But now even Justice Khanwilkar is conflicted, he is not as sure. He went along with Chief Justice Gogoi's stand that constitutional morality was not adequately defined. “The expression ‘morality’ or ‘constitutional morality’ has not been defined in the Constitution. Is it overarching morality in reference to the Preamble or limited,” the Chief Justice asked, and added: “There is need to delineate the contours of that expression, lest it becomes subjective.”

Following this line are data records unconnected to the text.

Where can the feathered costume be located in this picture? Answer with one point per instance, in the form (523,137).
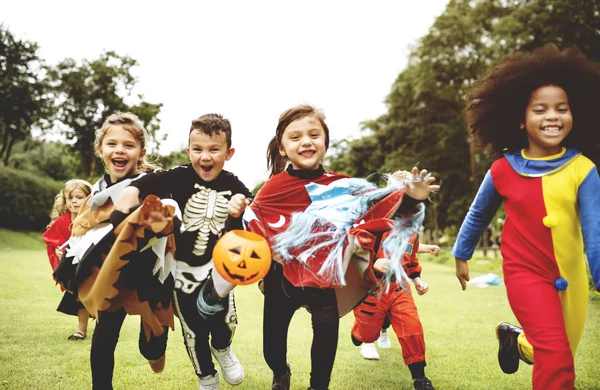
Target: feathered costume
(328,229)
(552,208)
(126,266)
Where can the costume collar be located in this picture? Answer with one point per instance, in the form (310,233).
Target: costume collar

Last time, Justices D Y Chandrachud and Indu Malhothra had debated the concept. Then, Justice Chandrachud argued: “A claim for the exclusion of women from religious worship, even if it be founded in religious text, is subordinate to the constitutional values of liberty, dignity and equality. Exclusionary practices are contrary to constitutional morality.”

Sabarimala protest
Protest against September 28, 2018 Supreme Court decision by BJP.

Justice Malhotra, who then was the lone dissenting voice and now is part of the majority ruling, had a different view. “Constitutional morality in a secular polity would imply the harmonisation of the fundamental rights, which include the right of every individual, religious denomination, or sect, to practise their faith and belief in accordance with the tenets of their religion, irrespective of whether the practice is rational or logical.”

Can courts rule on priestly affairs?

After going ahead and striking down the ban on women in Sabarimala, a sudden confusion seems to have crept in on the propriety of such a ruling. The majority ruling on Thursday was doubtful about the extent to which the court can inquire into the issue of a particular practice as an integral part of the religion or religious practice of a particular religious denomination. “Or should that be left exclusively to be determined by the head of the section of the religious group,” Justice Gogoi asked.

The Chief Justice pointed out that even the Supreme Court had given conflicting rulings on the issue. In the Shirur Mutt case in 1954, the apex court ruled that essential religious practices of a particular denomination should be left to be determined by the denomination itself. But in 1962, in Ajmer Durgah Committee case, it said the court had the powers to determine secular and superstitious beliefs and customs.

Can a non-devotee speak for Sabarimala?

Sabarimala verdict
Manithi women group members attempt entry at Sabarimala after 2018 SC verdict.

Yet another question the Supreme Court wants the larger bench to consider is whether it is proper for a person to file a PIL against the customs and rituals of a religion he or she is not part of. The charge against the petitioners in the Sabarimala case, the Indian Young Lawyers Association, was that most of its members were non-Hindus.

Justice Indu Malhotra had flagged this issue. “The petitioners do not claim to be devotees of the Sabarimala temple,” Justice Malhotra said. “The right to worship, claimed by the petitioners, has to be predicated on the basis of affirmation of a belief in the particular manifestation ('naishtik brahmachari')of the deity in this temple,” she added.

Justice Malhotra also said if this was allowed then it would open the floodgates of petitions to be filed questioning the validity of religious beliefs and practices followed by other religious sects, especially minorities.

Justice R F Nariman, in his dissenting ruling, sought to allay Jutice Malhotra's fears. “The majority judgment (September 28, 2018) cannot be used to undermine the religious rights of others, including, in particular, religious minorities. Besides, busybodies, religious fanatics, cranks and persons with vested interests will be turned down by the court at the threshold itself,” Justice Nariman said.